Des agriculteurs contraints à des stratégies de survie
Dans son ouvrage intitulé La Plaine. Récits de travailleurs du productivisme agricole, le géographe Élie Gatien est allé interroger des moyens et gros agriculteurs de la Beauce, ces « travailleurs agricoles » d’un « bastion du productivisme », dont il rapporte les récits. Son livre se présente comme une traversée d’un territoire, la plaine de la Beauce, soit « 8000 mètres carrés d’un espace dont les lointains se réduisent parfois à une ligne simple et droite, coiffé d’un grand ciel », comme le montrent les photographies qui ouvrent chaque chapitre. Les récits des agriculteurs y constituent des points d’étape. Ils sont accompagnés de la voix du géographe qui précise le contexte historique ou économique. Le livre se compose en effet d’une alternance de chapitres consacrés au récit d’un agriculteur, Michel, Christian, Yann, Pascal G., Pascal V., Philippe, Cédric, et de chapitres qui embrassent toute l’ampleur du monde agricole, depuis les banques jusqu’aux chambres d’agriculture et aux salons des machines agricoles où règnent désormais la smart agriculture (l’agriculture élégante) et la « machine connectée », en passant par les grandes industries semencières comme Euralis, Limagrain, DuPont Pioneer et Monsanto. Dans cet univers, la loi du marché règne et les agriculteurs sont contraints à des « stratégies de survie » pour ne pas être broyés.
« L'État n'est plus présent en fin de compte qu'à travers l'hypocrisie des contrôles et de la prévention sanitaire, dans un univers où la rentabilité est soumise au rendement.»
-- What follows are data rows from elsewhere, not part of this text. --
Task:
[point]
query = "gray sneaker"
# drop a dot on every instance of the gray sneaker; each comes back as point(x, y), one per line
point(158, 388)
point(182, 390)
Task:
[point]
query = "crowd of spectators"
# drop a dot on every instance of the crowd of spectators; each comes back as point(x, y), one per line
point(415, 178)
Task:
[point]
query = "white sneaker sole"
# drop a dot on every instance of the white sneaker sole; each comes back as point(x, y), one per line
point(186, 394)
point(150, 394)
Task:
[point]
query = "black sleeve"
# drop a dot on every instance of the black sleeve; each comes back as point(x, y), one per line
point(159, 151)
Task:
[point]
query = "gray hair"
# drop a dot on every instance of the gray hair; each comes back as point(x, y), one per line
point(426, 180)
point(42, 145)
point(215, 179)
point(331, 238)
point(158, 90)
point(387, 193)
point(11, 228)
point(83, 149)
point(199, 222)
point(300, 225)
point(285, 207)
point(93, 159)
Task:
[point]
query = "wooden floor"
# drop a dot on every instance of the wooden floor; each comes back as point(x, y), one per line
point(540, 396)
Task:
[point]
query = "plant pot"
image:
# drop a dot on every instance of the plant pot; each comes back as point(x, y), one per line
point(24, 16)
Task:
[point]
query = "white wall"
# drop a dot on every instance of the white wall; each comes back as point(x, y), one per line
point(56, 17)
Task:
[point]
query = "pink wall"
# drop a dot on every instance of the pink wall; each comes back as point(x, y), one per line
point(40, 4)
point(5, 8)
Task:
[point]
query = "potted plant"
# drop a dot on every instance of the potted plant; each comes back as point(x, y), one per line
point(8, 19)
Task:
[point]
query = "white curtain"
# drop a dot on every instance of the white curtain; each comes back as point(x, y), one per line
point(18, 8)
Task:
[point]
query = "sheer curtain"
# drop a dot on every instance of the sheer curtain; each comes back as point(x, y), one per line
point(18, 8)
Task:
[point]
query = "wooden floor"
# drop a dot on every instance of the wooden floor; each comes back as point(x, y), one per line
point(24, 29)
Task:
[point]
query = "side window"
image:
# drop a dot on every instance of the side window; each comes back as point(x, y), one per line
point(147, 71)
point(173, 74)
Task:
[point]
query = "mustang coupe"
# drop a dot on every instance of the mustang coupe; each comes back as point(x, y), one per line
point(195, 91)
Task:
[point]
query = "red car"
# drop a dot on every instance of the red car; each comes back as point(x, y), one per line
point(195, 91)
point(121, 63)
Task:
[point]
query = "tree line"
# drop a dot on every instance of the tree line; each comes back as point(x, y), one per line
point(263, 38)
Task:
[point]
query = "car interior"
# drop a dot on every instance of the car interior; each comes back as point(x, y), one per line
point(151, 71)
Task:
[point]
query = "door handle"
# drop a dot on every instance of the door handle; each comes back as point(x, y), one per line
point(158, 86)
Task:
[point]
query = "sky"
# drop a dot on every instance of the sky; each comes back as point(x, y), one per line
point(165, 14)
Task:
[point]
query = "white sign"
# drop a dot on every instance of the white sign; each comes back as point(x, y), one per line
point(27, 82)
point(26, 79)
Élie Gatien ne nous propose pas toutefois une complainte ; il ne porte pas non plus de jugement explicite : « Ceux que j’ai rencontrés sont des chefs d’exploitation. Ils sont indépendants, patron de TPE [Très petite entreprise] et parfois employeurs. Ils prennent des décisions. Ils font des choix. ». Il cherche avant tout à « entendre leurs justifications, [...] écouter leurs raisonnements, [...] entrer dans leur univers mental », à comprendre, en fin de compte, ces travailleurs piégés et malgré tout consentants. Le géographe déroule alors un panorama exhaustif – il manque toutefois la grande distribution – du monde agricole et de sa crise. À travers les récits de ces chefs d’exploitation s’esquissent la concentration foncière engendrée par l’économie concurrentielle – « il doit lui racheter sa part, sinon ses voisins grandiront à ses dépens » ; le sentiment de dépossession et la variabilité des prix fixés par le marché ; le rôle des banques dans la course à l’endettement ; la standardisation des semences et la perte de la diversité génétique ; le poids de l’industrie chimique, des fournisseurs de machines désormais connectées et le rôle grandissant de la startup ; l’épuisement des sols, la disparition de la faune et la nocivité des produits ; les risques psychosociaux ; le vide des campagnes. En arrière-plan apparaissent le poids de l’histoire et des choix politiques, notamment la dérégulation imposée depuis les années 1980-1990, avec la déréglementation des marchés financiers, l’entrée du Crédit agricole dans la logique concurrentielle et le « business offshore », l’entrée de la création variétale dans la logique du marché, avec le désengagement de l’Institut national de la recherche agronomique (INRA) de la recherche génétique. L’État n’est plus présent en fin de compte qu’à travers l’hypocrisie des contrôles et de la prévention sanitaire, dans un univers où la rentabilité est soumise au rendement.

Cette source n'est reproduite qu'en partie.